Le prénom Claire vient du mot latin clarus, qui signifie clair. Elle est fêtée le 11 août. Claire est la patronne des blanchisseuses, des brodeuses, des lavandières et de la télévision.

Prénoms apparantés : Chiara (italien), Clara (espagnol et latin), Clare (anglais), Clarisse, Clarissime, Clérisse, Clorice, Klara (allemand et flamand).

La vocation, dès l’enfance

Claire naît à Assise (Italie) dans une famille noble, en 1194. A douze ans, elle refuse de se marier. Puis, parvenue à l’âge de dix-huit ans, elle rencontre François d’Assise, s’enfuit de la maison familiale et se réfugie dans un monastère de bénédictines. Retirée dans un nouveau couvent, elle est rejointe par sa jeune sœur Agnès. La famille envoie douze hommes chercher la cadette. Mais Claire se met à prier.

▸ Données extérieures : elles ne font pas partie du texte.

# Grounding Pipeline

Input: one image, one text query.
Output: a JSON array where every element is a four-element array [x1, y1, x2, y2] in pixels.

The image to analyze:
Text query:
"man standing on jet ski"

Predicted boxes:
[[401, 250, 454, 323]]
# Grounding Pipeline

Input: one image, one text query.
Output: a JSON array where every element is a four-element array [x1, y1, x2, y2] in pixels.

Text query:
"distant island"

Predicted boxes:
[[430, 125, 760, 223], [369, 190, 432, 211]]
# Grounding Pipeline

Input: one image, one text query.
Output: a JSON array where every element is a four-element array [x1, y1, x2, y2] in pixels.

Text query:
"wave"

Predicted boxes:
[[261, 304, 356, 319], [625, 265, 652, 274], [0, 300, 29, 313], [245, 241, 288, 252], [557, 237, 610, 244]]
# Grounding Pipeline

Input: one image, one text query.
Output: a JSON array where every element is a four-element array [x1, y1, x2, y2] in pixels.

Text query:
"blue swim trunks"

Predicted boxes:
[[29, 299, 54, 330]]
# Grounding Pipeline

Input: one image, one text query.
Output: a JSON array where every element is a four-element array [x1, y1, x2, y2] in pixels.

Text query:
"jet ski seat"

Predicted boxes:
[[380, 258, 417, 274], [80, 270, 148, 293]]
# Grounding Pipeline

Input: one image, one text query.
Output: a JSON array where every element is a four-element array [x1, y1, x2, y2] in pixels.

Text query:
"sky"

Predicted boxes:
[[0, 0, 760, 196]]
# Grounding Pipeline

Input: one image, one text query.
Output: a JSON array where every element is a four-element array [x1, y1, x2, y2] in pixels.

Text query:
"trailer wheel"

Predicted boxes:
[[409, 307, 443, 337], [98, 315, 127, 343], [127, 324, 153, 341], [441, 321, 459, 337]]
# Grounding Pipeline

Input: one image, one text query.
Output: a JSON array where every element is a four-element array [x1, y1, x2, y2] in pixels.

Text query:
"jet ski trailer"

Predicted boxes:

Le miracle se produit : sa sœur devient si lourde que nul ne peut l’obliger à se mouvoir.

 

Un vœu de pauvreté et d’austérité

En 1215, dans sa ville natale, Client devient, à l’initiative de François d’Assise, abbesse d’une petite communauté. Celle-ci est le premier couvent de religieuses à vivre selon les préceptes édictés par François. La principale règle de ce couvent repose sur l’observation de la plus grande pauvreté et austérité. Plus tard, sa mère et sa sœur Béatrice rejoignent Claire. L’ordre fondé par la jeune femme (ordre des minoresses ou clarisses) se développe rapidement dans toute l’Europe, et notamment en Espagne.

Le miracle du Saint-Sacrement

Toute sa vie, Claire fait preuve du plus grand dévouement à l’égard des religieuses qui vivent sous son autorité. Elle témoigne d’une grande sagesse et passe de longues heures à prier. Par deux fois, elle sauve Assise, assiégée par les soldats de l’empereur Frédéric II. Un jour, Claire, bien que malade, se montre au rempart de la ville et, munie du Saint-Sacrement, parvient à faire fuir l’ennemi. Elle meurt en 1253 et elle est canonisée dès 1255 par le pape Alexandre IV.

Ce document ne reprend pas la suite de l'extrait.